Неожиданно в фантастику сценария вмешался вполне реалистический эпизод: «Уфа» оказалась накануне банкротства, дефицит достиг пятидесяти миллионов марок. Из-за кулис появился господин Гугенберг, новый король Германии, которому принадлежали сотни газет; он ненавидел Штреземана, либерализм и голубок мира - предпочитал им кривого прусского орла.
Новая дирекция предложила Пабсту изменить сценарий. Пабст пытался возражать, но с директором «Уфы» было куда труднее сговориться, чем с белыми фигурантами.
У меня есть друг, американский кинорежиссер Майльстоун, который в начале тридцатых годов поставил фильм по роману Ремарка «На Западе без перемен». Он рассказывал мне, что во время съемок к нему пришел кинопродюсер Леммле и сказал: «Я хочу, чтобы конец фильма был счастливый». Майльстоун ответил: «Хорошо, я сделаю счастливую развязку: Германия выигрывает войну…»

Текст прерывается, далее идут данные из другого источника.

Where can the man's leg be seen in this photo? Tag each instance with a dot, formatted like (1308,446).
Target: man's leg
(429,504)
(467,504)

Леммле был бизнесменом и человеком без твердых убеждений. А Гугенберг стриг ежиком жесткие волосы и давал деньги на «Стальной шлем». Пабсту пришлось уступить. Мне показали фильм.

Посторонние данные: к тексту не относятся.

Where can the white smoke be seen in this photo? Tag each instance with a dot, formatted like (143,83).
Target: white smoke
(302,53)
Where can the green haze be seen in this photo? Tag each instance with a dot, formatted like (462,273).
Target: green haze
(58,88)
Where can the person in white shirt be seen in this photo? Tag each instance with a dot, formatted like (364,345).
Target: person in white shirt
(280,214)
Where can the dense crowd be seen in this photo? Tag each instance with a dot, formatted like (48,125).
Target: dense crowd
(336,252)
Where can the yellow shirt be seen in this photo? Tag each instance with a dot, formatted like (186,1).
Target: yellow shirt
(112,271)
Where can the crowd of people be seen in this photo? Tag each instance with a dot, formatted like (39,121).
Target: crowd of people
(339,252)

(Хемингуэй молча глядел на киноинсценировку романа «Протай, оружие!». Только когда на экране появились голуби - режиссер хотел показать, что война кончилась,- Хемингуэй встал, сказал: «Вот и птички»,- и вышел из просмотрового зала.
Я был куда наивнее и не мог молча глядеть на экран: то злобно смеялся, то ругал всех - Пабста, Гугенберга, Герцфельде, самого себя.)
Я не хочу сейчас за тишать интригу моего романа, написанного в 1923 году,-в ней много натянутых положений. Я писал роман, не только вдохновившись Диккенсом, но прямо ему подражая (конечно, тогда я этого не понимал). А эпоха была другая, нельзя писать о большевике, занимающемся подпольной работой в 1920 году, как о диккенсовском герое, которого сажали в долговую тюрьму, где он пил портер и шутил с тюремщиками. Мой роман изобиловал сентиментализмом. Героя, большевика Андрея, занятого подпольной работой, обвинили в убийстве банкира Раймонда Нея. Андрей мог ответить, что провел ночь, когда было совершено преступление, с племянницей банкира Жанной, которую полюбил. Герой этого не сделал и погиб. Жанна, бывшая прежде заурядной девушкой, многое поняла, для нее начиналась вторая жизнь - борьбы против мира лжи, денег, лицемерия, она уехала в Москву. Так было написано в книге. На экране все выглядело иначе - от деталей до сути. В романе имелся, например, противный французский сыщик Гастон с провалившимся носом. На экране у сыщика орлиный нос и благородное сердце. Дело, однако, не в Гастоне. Пабст придумал счастливую развязку. В романе влюбленные идут по парижской улице мимо старой церкви. Жанна повела Андрея в церковь - там было темно, а ей хотелось поцеловать Андрея. Это, пожалуй, одна из самых реалистических сцен романа, в котором, как я говорил, много несуразностей. На экране Жанна - верующая католичка, она ведет Андрея в церковь, чтобы помолиться Господу Богу, большевик становится на колени, и Богоматерь спасает его от гибели. Они поженятся, и у них будут дети.